Friday, 5 June 2015

Isu Blog #4

ISU Blog #4

https://www.youtube.com/watch?v=bmXumtgwtak

In my ISU novel the narrator (unnamed) is fed up of his of his depressing life where he comes back home from a business trip to find out that his apartment has been destroyed by an explosion, he also faces insomnia and find himself constantly going to multiple support groups throughout the weekdays. He soon meets a guy named Tyler (his friend) at bar and they start to have a conversation,as soon the conversation was about to end Tyler say to meet him the at the local church basement the next.

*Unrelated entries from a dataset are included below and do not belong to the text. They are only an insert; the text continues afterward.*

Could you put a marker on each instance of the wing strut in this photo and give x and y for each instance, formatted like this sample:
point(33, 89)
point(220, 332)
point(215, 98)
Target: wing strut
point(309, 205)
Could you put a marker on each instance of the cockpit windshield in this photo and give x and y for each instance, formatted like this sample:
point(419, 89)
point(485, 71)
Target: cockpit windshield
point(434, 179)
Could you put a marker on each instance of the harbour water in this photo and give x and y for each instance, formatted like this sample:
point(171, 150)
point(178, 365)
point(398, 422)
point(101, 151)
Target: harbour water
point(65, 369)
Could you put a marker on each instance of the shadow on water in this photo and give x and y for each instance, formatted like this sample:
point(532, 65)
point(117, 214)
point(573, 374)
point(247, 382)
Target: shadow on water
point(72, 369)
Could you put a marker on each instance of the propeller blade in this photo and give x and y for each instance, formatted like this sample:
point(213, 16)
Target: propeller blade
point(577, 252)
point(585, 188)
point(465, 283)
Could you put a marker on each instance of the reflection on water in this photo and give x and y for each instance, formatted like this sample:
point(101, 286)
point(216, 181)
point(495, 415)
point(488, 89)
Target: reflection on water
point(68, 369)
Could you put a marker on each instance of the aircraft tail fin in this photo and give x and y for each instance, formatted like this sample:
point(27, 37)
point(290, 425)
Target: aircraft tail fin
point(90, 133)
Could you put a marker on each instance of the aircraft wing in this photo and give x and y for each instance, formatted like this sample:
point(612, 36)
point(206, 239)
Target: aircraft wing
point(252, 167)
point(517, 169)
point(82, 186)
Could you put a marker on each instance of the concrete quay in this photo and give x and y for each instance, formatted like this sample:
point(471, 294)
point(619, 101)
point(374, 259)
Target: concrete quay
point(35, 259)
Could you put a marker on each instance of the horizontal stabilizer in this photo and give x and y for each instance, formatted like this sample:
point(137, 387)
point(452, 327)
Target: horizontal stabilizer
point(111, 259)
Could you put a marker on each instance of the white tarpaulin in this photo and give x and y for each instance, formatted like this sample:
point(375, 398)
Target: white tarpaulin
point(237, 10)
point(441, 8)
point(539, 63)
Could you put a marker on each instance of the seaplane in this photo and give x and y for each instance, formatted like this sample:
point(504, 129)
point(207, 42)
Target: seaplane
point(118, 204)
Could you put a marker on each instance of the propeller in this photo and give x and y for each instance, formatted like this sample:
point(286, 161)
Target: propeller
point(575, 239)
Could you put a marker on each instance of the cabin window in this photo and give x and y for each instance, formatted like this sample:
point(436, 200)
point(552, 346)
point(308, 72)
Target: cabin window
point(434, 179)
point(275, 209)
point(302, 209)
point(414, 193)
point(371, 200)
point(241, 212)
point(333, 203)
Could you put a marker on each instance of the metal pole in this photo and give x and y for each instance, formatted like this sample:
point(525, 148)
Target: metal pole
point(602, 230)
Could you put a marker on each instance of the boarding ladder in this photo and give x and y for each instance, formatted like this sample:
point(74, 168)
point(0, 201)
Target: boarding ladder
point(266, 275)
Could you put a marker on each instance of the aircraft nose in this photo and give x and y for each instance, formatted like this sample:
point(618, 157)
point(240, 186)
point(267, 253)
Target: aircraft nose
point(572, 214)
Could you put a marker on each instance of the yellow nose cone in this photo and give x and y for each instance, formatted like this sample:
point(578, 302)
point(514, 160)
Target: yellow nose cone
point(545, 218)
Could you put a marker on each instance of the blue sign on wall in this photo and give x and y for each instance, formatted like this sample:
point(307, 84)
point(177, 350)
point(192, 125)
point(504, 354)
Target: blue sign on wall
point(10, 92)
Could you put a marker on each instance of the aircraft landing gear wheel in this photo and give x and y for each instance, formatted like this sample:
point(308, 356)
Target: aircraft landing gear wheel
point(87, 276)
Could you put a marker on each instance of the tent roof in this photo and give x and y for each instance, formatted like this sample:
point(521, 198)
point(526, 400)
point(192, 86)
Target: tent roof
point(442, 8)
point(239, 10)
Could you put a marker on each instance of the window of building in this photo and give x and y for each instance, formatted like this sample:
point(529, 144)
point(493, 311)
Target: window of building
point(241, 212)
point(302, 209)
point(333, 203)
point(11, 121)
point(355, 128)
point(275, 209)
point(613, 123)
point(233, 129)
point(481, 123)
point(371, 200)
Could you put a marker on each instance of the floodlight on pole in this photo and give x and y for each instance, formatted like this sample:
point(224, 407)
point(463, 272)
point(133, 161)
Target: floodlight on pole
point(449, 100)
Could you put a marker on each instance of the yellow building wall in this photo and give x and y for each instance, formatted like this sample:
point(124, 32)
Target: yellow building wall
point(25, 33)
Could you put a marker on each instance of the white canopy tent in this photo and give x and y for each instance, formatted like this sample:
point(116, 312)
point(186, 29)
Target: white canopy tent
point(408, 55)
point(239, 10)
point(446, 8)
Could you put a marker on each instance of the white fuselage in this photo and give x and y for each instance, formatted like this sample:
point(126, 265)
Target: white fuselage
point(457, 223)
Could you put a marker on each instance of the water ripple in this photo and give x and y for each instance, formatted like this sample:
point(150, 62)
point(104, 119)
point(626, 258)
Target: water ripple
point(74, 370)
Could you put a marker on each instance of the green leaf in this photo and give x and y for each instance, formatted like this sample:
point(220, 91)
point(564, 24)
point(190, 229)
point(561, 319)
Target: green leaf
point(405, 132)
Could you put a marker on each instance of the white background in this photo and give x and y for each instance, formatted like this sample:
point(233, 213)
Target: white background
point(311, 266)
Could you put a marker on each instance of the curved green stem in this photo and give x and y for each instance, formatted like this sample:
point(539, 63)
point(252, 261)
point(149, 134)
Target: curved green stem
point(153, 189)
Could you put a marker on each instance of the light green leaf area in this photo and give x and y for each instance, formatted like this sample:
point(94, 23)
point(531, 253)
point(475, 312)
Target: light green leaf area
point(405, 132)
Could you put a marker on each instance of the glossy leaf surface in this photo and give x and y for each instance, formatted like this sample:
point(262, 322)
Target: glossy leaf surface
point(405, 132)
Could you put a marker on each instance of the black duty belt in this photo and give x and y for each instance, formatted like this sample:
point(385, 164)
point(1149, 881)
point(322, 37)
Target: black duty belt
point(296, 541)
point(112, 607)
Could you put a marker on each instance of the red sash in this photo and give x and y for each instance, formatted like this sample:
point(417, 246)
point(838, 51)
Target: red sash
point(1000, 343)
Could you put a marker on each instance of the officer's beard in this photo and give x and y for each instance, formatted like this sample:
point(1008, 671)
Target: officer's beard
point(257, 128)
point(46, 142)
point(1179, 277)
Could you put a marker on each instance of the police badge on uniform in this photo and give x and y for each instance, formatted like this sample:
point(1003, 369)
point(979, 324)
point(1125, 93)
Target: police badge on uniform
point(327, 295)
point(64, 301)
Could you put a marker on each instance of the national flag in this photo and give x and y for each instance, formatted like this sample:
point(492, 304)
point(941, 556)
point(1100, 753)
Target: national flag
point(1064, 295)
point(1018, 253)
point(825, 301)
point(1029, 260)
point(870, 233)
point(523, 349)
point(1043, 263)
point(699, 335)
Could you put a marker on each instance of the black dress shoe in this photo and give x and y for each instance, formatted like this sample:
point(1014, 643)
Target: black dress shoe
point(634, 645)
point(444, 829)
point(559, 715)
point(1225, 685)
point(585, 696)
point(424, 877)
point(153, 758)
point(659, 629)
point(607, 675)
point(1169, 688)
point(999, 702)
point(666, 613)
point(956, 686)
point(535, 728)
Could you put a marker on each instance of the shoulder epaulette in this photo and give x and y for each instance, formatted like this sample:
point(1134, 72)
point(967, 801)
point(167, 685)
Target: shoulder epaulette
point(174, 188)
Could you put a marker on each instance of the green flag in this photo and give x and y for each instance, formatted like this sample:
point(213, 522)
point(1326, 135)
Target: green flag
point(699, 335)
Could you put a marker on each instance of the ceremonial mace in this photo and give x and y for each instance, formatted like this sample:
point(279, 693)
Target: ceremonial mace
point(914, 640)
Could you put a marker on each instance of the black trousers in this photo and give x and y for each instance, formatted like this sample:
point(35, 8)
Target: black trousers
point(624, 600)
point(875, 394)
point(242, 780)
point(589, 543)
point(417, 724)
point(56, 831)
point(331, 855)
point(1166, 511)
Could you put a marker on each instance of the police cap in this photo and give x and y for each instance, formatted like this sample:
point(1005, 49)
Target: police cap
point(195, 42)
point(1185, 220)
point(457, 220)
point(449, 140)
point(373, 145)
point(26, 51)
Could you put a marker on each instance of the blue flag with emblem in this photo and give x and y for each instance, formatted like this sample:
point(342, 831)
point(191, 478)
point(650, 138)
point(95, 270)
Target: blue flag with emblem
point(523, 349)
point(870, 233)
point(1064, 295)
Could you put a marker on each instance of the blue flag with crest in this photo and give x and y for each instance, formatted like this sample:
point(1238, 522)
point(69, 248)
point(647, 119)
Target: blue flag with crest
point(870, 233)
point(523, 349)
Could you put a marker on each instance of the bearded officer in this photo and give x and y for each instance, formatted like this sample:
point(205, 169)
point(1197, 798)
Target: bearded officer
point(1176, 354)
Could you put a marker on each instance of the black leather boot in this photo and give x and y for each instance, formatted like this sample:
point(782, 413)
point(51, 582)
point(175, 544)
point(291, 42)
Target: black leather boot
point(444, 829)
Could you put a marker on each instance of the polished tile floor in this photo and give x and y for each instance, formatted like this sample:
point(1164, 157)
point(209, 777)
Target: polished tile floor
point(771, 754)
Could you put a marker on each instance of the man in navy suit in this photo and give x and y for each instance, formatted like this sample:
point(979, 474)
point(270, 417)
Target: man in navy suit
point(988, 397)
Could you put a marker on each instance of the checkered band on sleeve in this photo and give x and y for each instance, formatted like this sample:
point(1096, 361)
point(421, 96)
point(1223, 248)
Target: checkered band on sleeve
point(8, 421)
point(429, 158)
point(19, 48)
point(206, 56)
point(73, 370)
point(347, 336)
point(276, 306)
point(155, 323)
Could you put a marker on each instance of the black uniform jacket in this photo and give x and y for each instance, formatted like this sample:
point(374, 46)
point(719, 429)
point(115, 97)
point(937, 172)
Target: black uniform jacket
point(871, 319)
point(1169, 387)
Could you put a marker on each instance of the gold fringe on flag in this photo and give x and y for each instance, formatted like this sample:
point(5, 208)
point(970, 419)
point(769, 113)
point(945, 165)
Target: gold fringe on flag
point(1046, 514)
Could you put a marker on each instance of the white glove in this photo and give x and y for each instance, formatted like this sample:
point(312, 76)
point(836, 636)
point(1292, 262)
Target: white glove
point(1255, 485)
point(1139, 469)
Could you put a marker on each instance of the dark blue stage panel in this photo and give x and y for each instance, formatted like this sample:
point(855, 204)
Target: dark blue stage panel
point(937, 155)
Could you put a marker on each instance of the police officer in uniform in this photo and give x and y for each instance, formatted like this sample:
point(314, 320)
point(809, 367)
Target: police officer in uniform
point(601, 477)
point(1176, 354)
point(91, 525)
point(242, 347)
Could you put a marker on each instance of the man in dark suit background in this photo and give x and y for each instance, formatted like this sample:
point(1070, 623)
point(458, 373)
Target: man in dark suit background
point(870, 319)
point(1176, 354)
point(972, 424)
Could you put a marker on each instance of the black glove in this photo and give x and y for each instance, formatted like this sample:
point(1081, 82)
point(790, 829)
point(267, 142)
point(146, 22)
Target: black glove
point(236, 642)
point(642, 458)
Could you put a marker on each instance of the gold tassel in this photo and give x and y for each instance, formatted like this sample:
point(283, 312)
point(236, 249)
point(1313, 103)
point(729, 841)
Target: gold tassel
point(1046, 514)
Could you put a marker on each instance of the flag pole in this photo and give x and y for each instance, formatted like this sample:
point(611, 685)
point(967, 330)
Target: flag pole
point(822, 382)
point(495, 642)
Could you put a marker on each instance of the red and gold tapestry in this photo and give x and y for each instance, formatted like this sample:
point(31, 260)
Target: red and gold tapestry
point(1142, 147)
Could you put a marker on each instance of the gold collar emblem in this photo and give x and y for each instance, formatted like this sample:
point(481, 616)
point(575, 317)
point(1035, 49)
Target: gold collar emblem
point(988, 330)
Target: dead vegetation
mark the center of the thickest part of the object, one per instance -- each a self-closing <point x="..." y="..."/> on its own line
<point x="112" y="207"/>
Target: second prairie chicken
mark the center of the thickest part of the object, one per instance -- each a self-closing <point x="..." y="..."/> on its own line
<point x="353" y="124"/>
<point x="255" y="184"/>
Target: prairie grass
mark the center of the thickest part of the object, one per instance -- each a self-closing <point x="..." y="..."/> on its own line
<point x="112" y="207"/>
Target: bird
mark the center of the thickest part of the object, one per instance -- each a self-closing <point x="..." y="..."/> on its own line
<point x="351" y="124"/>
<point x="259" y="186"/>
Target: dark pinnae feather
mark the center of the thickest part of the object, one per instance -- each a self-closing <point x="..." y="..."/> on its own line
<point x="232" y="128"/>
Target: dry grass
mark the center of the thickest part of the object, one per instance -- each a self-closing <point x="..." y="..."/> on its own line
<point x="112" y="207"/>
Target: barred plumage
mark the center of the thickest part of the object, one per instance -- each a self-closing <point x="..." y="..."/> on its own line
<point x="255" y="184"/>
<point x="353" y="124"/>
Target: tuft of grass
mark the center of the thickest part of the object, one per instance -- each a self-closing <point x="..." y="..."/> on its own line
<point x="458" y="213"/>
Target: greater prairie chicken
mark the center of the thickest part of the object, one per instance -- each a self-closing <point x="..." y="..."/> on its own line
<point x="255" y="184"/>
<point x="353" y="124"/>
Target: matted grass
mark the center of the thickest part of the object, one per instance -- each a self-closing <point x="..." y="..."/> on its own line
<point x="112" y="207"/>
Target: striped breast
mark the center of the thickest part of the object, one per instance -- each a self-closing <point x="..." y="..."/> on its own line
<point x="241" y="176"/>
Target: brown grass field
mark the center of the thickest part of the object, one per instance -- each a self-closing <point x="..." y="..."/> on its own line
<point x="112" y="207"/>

The narrator decides to go to the church the next and see's a group of people that have similar issues as he does in their lives. After talking to Tyler and the group of people they decide to make a boxing club called "Fight Club", where the people including the narrator take their problems out in physical manner. This song is relatable to my novel for the fact that the in the song the person is in this mental zone where he wants to just fight his struggles and overcome them. I can relate this to my novel with a qoute "Look, if you had, one shot or one opportunity.To seize everything you ever wanted in one moment. Would you capture it, or just let it slip?" This quote is highly relatable to the book because the narrator see's an opportunity which is the "Fight Club" where he can fight the problems that he is facing and be in this mental state where he can be far from his problems, or he could've backed away from it and continue to go to the multiple support groups during the weekdays.

Thursday, 4 June 2015

ISU Blog #5

Image result for poetrySlam Poetry 

Why is my life soo depressing, oh why?
I have lost hope in my life no one can help me, not even myself
I can never sleep no matter how hard I try
It's like my eyes have their own brain telling them when to open and shut themselves
Why do i feel like I have the need to fight my way out of through this depressing life 
As many problems I have in my personal life there's also as many that iface in my work life
I sit in this small squashed cubicle working for 8 hours a day every day
Not getting payed much for the work that I do
I feel like vomiting every time I go to work
I dont want to see anyone , I just wanna get away from them!!
Why is my doctor telling me to go to these supportive groups.
You see the same faces every day, the same ones that cry with and without you
Why can't my life be full of joy and happiness?
I think about this all day and everyday, why?